No se trata, pues, de la belleza o fealdad del edificio, de su altura o del número de sus poco afortunados colgantes. El quid que hace del mamotreto un ser de insoportable presencia es que se sitúa, justamente, quebrando y distorsionando el lazo visual que, según la arqueología del paisaje, es el origen del milagro.
Ni el edificio fue un capricho, ni merece las críticas que se le han hecho: se situó donde las reglas de la buena praxis de aquel entonces lo sugerían. Pero, fruto de la investigación, nos hemos dado cuenta que sabíamos bastante poco del complejo organismo sobre el que interveníamos, sobreviniéndole a esta prótesis un rechazo total por parte del cuerpo que la acoge, tras tres décadas de presencia. La solución adoptada, sin embargo, es la de recortar la ortopédica pieza de una parte, taparla de otra y aceptarla por imperativo administrativo.

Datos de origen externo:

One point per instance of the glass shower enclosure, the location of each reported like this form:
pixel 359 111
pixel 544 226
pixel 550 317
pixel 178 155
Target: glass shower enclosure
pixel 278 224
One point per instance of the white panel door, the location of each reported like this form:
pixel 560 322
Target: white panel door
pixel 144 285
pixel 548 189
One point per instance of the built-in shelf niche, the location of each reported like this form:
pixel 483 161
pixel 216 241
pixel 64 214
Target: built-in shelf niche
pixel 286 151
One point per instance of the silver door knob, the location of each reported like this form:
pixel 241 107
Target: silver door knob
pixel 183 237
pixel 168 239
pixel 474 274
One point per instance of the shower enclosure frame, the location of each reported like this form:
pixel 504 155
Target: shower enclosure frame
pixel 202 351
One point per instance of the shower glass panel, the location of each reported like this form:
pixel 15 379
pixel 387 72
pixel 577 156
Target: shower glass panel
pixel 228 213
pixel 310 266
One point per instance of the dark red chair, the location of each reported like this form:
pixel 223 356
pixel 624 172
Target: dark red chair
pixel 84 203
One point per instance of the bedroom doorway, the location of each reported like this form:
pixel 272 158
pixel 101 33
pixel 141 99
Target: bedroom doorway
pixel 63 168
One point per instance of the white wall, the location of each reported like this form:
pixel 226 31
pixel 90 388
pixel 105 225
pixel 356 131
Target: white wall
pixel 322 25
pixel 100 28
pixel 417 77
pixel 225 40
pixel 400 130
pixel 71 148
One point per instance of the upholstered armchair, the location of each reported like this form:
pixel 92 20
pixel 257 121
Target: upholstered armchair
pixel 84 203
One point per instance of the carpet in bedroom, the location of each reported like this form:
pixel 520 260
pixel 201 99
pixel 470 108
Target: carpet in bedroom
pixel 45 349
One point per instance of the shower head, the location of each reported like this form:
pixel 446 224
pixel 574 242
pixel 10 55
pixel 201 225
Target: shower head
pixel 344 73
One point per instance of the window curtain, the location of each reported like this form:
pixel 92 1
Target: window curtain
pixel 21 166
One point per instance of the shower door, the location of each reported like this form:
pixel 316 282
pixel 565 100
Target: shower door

Casi treinta años después de idear un bienintencionado y correcto edificio –más o menos bonito–, la luz arrojada por eminentes sabios nos lo ilumina como un error. La torpeza es que, para evitar duras críticas, inteligentísimas sólo a toro pasado, no se va a actuar con sabiduría –pues de sabios es rectificar–sino como crueles médicos que actuarán estéticamente sobre un cuerpo extraño rechazado, prolongando la agonía, materializando un absurdo encarnizamiento terapéutico arquitectónico.